Nasdaq Quiet on New FPGA Feed Outages

Nasdaq technical glitch hits Apple Facebook and Microsoft
Adam Honoré, research director at Aite Group

Nasdaq OMX took its new hardware-enabled TotalView-ITCH FPGA datafeed offline for periods of time on consecutive days last week, after the feed experienced undisclosed issues and interruptions.

At 2:55pm last Tuesday, Aug. 21, Nasdaq alerted data subscribers and traders that the feed was experiencing an issue, and advised firms to use their multicast ITCH feed as a backup, later advising that the feed would likely remain offline for the remainder of the day.

At 10:23am on Wednesday, Aug. 22, Nasdaq suffered another undisclosed issue that interrupted the primary version of the FPGA feed, forcing the exchange to fail over to a secondary version of the FPGA feed shortly thereafter.

A spokesperson tells Inside Market Data that the FPGA feed was intermittent on Wednesday, prompting Nasdaq to use a backup version for reliability, but was fully restored on Thursday. The spokesperson says the exchange has identified the cause of the failures, but declines to provide specific details, citing security reasons.

Nasdaq launched the feed on Aug. 1 to provide more deterministic latency under peak message volume conditions (IMD, Aug. 20), though—according to data traffic monitoring website marketdatapeaks.com—message volumes were not excessive around the outages.

Sources familiar with FPGA usage contacted by IMD were baffled as to the cause of the problems. “FPGAs are great for dealing with the volume problems that the markets are experiencing today, with multiple marketplaces, voluminous order books, and the need to consolidate all that information back together,” says a marketing executive at one technology vendor, adding that these benefits have led to FPGAs being embraced widely for processing incoming data—though not as much for optimizing data distribution in the way that Nasdaq is using its FPGA feed. “But they are very hard to work with,” he adds, citing the complex calculations required to create the processes that will run on the FPGA processor.

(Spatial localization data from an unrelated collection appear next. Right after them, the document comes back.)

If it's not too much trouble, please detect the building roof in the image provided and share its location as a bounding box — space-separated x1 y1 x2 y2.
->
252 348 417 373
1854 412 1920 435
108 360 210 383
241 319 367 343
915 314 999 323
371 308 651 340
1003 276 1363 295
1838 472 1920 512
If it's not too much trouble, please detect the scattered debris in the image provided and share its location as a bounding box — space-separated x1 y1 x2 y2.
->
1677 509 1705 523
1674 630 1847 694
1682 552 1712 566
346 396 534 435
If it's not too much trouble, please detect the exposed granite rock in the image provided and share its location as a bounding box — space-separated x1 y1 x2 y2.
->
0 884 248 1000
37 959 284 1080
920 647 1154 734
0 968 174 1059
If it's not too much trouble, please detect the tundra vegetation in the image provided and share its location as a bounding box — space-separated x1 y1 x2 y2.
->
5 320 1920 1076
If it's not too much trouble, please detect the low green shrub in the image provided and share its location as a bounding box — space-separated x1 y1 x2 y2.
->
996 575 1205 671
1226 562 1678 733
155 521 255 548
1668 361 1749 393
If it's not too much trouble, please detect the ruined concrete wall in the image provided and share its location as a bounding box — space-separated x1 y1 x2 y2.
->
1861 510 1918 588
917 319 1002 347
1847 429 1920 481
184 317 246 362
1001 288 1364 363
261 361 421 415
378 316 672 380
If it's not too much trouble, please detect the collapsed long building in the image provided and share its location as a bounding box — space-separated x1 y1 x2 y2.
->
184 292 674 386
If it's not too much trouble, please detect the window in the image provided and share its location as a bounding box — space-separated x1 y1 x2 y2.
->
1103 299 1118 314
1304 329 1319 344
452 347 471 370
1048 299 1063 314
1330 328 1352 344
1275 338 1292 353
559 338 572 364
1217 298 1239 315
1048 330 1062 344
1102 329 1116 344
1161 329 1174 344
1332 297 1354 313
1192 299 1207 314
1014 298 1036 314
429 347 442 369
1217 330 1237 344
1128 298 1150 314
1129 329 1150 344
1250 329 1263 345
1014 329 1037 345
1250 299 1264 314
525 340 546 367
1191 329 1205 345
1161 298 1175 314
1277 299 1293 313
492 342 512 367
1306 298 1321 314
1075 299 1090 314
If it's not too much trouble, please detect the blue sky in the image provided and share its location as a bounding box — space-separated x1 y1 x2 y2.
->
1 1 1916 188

In addition to being complex, FPGAs are also more rigid than working with software, says Adam Honoré, research director at Aite Group. “The problem with FPGAs is that you can’t just register a new DLL (Dynamic Link Library) or throw a new Java object out there when you need to change something. You have to code it, test it, and flash the cards, which means you can’t do anything to fix a live feed without bringing it down.  Further, it’s not easy to test in the first place, and it takes forever to expand usage,” Honoré adds.

And just as the process of coding for FPGAs takes much longer than software because the standard libraries of functions that software programmers take for granted—such as the ability to write to and read memory—don’t exist in hardware, finding out what causes problems can be equally difficult because FPGAs do not generate core dump files when an error occurs, as CPU operating systems do, says one data technologist. “Nasdaq is wise to get into the FPGA space… but it takes a long time, and can be considerably harder to identify problems,” he says. “You can’t hardware-accelerate a plate of spaghetti, which is what some platforms look like—you have to design the platform to be accelerated with very simple flows that don’t need changing constantly.”